Thanks to Feature Toggles, your DevOps team is now able to switch off a feature if a canary deployment results in errors or suboptimal user experience. With feature toggles, you also have the ability to disable resource intensive, but relatively less important features if your system has challenges to scale. Therefore, even tough your system may have issues to scale with all of its features, you can still enable your clients to get the best throughput from the most critical features of your software. As an example, in an e-commerce portal, you can temporarily switch off the toggle of viewing invoices, so your checkout flow has more CPU and memory resources to consume.
Furthermore, in a service oriented architecture, your DevOps teams can deploy different versions of services without switching them on. Once all new versions of services required for a new feature or service flow are deployed, you can switch on toggles of these services to enable the new service flow.
There is no perfect one size fits all architecture for all software products and services in all scales.
When IT platform of a startup organization is initially built, a monolithic architecture is most of the times the first choice to ensure the quickest and cheapest entry to the market and to validate the business case.

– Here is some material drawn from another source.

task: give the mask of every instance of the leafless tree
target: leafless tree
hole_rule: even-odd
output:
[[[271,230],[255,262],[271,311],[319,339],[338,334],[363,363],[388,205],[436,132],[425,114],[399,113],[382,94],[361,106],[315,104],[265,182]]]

The problem with monolithic architectures is that functionally distinguishable aspects (core functions, supplementary functions, user and systems interfaces and integrations) are all interwoven, rather than containing architecturally separate components. During the lifespan of many large organizations including Amazon, Google, Facebook and Ebay, they need to abandon their monolithic architectures in order to rapidly scale and enable low risk releases and expansions of their features they serve for their clients. And their next direction was service (or micro-service) oriented architectures with the adoption of Strangler Application Pattern.
Completely replacing your complex system can be a huge undertaking. Often, you will need a gradual migration to a new system, while keeping the old system to handle features that haven't been migrated yet. However, running two separate versions of an application means that clients have to know where particular features are located. Every time a feature or service is migrated, clients need to be updated to point to the new location.
Strangler Application Pattern incrementally replaces specific pieces of functionality with new applications and services. Create a façade that intercepts requests going to the backend legacy system. The façade routes these requests either to the legacy application or the new services. Existing features can be migrated to the new system gradually, and consumers can continue using the same interface, unaware that any migration has taken place.
Ebay is one of the first organizations which have used Strangler Application Pattern to migrate their legacy monolithic architecture into micro-services. They started their migration by merely putting their applications behind well defined universal APIs in Ebay ecosystem, so they didn’t have to rewrite all existing code in one single migration attempt. They reorganized their engineering groups with small teams from 6 to 10 engineers. A team as big as 10 people is now able to handle universal API for the auction platform which is the most frequently used auction API in the world.
In most of the IT departments, teams are not held responsible for building future-proof, scalable and safer deployment patterns and their associated architectures. And yet, building an architecture and application features which enable your teams to do faster and safer deployments is a major prerequisite to succeed with DevOps.
Only by enabling your teams to do low risk, faster and daily deployments, you and your teams can reap the benefits of continuous deployment and smooth releases.